Curse Owner Liquid112 discusses possible sale of Curse Academy: “Anything below $75k is simply not at all fair”

When the esports division of web content and technology company Curse split off from the company under Steve 'LiQuiD112' Arhancet on March 1st of this year, he kept both of the company's League of Legends challenger teams, Team Lolpro and Curse Academy, operating.

Next week, Curse Academy will play against Counter Logic Gaming in a promotion match for a chance to make it into the League of Legends Championship Series. If this occurs, Arhancet will no longer be able to retain ownership of both the main Curse team and Curse Academy and will be forced to sale (or otherwise relinquish ownership of) them under LCS rules.

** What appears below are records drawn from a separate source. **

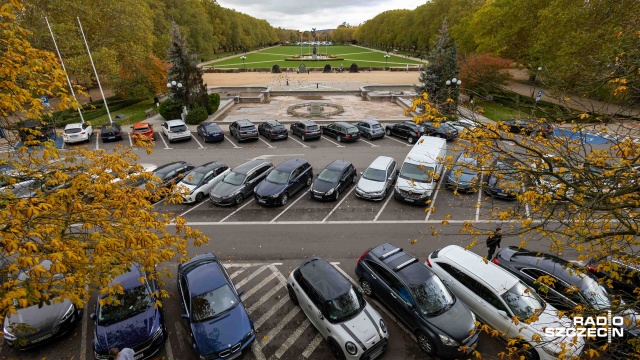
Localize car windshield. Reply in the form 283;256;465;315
400;162;436;182
222;171;247;185
326;286;367;323
191;284;238;322
98;285;153;325
362;168;387;181
318;169;341;183
409;276;455;315
501;282;545;320
265;169;290;185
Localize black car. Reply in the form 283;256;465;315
258;120;289;141
320;121;360;142
229;120;258;142
291;120;322;141
197;122;224;142
254;158;313;205
356;243;479;357
309;160;358;201
385;122;424;144
356;120;384;140
209;160;273;206
100;123;122;142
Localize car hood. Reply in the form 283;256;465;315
255;180;287;196
95;306;161;353
357;176;386;192
4;299;72;335
191;303;251;355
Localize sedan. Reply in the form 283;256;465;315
90;265;168;360
196;122;224;142
178;253;256;359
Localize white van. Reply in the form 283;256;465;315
393;136;447;204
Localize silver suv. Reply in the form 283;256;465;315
287;257;389;360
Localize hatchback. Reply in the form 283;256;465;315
254;159;313;205
356;243;478;357
90;265;168;360
287;257;389;360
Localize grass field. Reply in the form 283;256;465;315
208;45;422;69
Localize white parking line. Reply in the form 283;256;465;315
269;190;306;222
322;186;356;223
218;198;253;222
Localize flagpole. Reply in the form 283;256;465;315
44;16;84;124
76;17;113;125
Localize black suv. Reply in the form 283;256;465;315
356;243;478;357
209;160;273;206
291;120;321;141
229;120;258;142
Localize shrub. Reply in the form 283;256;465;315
184;105;209;125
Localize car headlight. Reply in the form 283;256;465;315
439;334;460;346
344;341;358;355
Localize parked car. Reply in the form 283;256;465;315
258;120;289;141
131;121;156;141
178;253;256;359
62;123;93;144
196;122;224;143
356;243;479;358
445;153;480;193
426;245;584;360
254;158;313;205
356;156;399;200
100;123;122;142
90;264;168;360
2;260;82;349
320;121;360;142
309;160;358;201
356;120;384;140
229;120;258;142
209;160;273;206
287;257;389;360
290;120;322;141
385;122;425;144
176;161;231;204
161;120;191;143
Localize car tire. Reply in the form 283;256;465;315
287;285;300;306
416;331;436;356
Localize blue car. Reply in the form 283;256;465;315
254;159;313;205
178;253;256;360
90;265;167;360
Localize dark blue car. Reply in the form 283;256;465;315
178;253;256;360
254;159;313;205
197;122;224;142
90;265;167;360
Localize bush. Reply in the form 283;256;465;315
184;105;209;125
207;93;220;115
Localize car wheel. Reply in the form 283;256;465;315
416;331;436;356
287;285;300;306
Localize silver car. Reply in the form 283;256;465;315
287;257;389;360
356;156;398;200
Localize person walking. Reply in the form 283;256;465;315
109;348;136;360
487;227;502;261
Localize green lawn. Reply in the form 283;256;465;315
208;45;421;69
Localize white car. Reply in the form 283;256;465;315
176;161;231;203
426;245;584;360
287;257;389;360
161;120;191;142
62;123;93;143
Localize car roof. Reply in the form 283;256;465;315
432;245;520;294
299;257;353;300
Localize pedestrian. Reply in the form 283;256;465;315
109;348;136;360
487;227;502;261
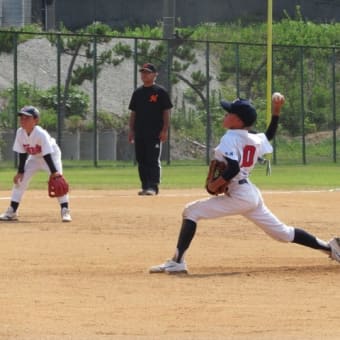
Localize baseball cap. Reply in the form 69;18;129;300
221;98;257;126
18;106;40;118
139;63;157;73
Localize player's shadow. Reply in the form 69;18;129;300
181;263;340;279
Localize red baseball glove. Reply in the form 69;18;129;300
205;159;229;195
48;175;69;197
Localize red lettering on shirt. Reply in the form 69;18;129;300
149;94;158;103
23;144;41;155
241;145;256;167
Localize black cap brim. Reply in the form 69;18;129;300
220;100;232;112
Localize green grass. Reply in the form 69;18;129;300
0;162;340;190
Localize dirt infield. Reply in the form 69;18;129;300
0;190;340;340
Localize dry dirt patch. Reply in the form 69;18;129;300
0;190;340;339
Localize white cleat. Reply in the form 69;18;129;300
0;207;18;221
61;208;72;222
329;237;340;262
149;260;188;274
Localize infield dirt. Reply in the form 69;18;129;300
0;190;340;340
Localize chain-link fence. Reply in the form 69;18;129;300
0;31;340;166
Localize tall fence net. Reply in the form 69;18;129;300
0;31;340;166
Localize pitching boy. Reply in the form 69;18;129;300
150;94;340;273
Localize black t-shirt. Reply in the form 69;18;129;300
129;84;172;138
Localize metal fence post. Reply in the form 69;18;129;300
93;35;98;167
300;46;306;164
13;32;19;168
205;41;211;164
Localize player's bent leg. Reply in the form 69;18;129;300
328;237;340;262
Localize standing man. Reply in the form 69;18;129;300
128;63;172;196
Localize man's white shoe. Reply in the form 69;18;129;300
0;207;18;221
61;208;72;222
329;237;340;262
149;260;188;274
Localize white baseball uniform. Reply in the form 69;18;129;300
183;129;294;242
12;125;68;204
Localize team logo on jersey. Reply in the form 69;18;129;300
23;144;41;155
149;94;158;103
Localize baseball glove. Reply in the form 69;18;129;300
205;159;229;195
48;175;69;197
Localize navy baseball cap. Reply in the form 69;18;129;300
139;63;157;73
221;98;257;126
18;106;40;118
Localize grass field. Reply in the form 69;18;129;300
0;162;340;190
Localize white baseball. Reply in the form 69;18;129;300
272;92;284;102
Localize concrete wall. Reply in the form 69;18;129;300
0;0;32;27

We spoke to Arhancet about the details of the situation, what he is looking for in a potential buyer, and more.

onGamers: How are you looking to approach a possible sale of your challenger team if it comes into conflict with the one team rule restriction by qualifying for LCS?

Steve 'LiQuiD112' Arhancet: As you mentioned, based on Riot Rules, I am unable to manage/own/operate or be in any way involved with a secondary LCS team. I know many will say, well why don’t you just do what Alex did with EG and Alliance. Simply put, it will no longer be allowed in the next split.

Do I want to sell the team? to be honest – no. I have some good friends on the team and I’ve become really close with a few of the players and it will be tough to let go of those relationships and hand them over to another owner. Also, I’ve put my blood sweat and tears into creating and managing these teams. There’s a reason they are the top teams in the Challenger scene. I’ve invested significant time, resources (money, analysts, coaches, managers, etc.) into their success.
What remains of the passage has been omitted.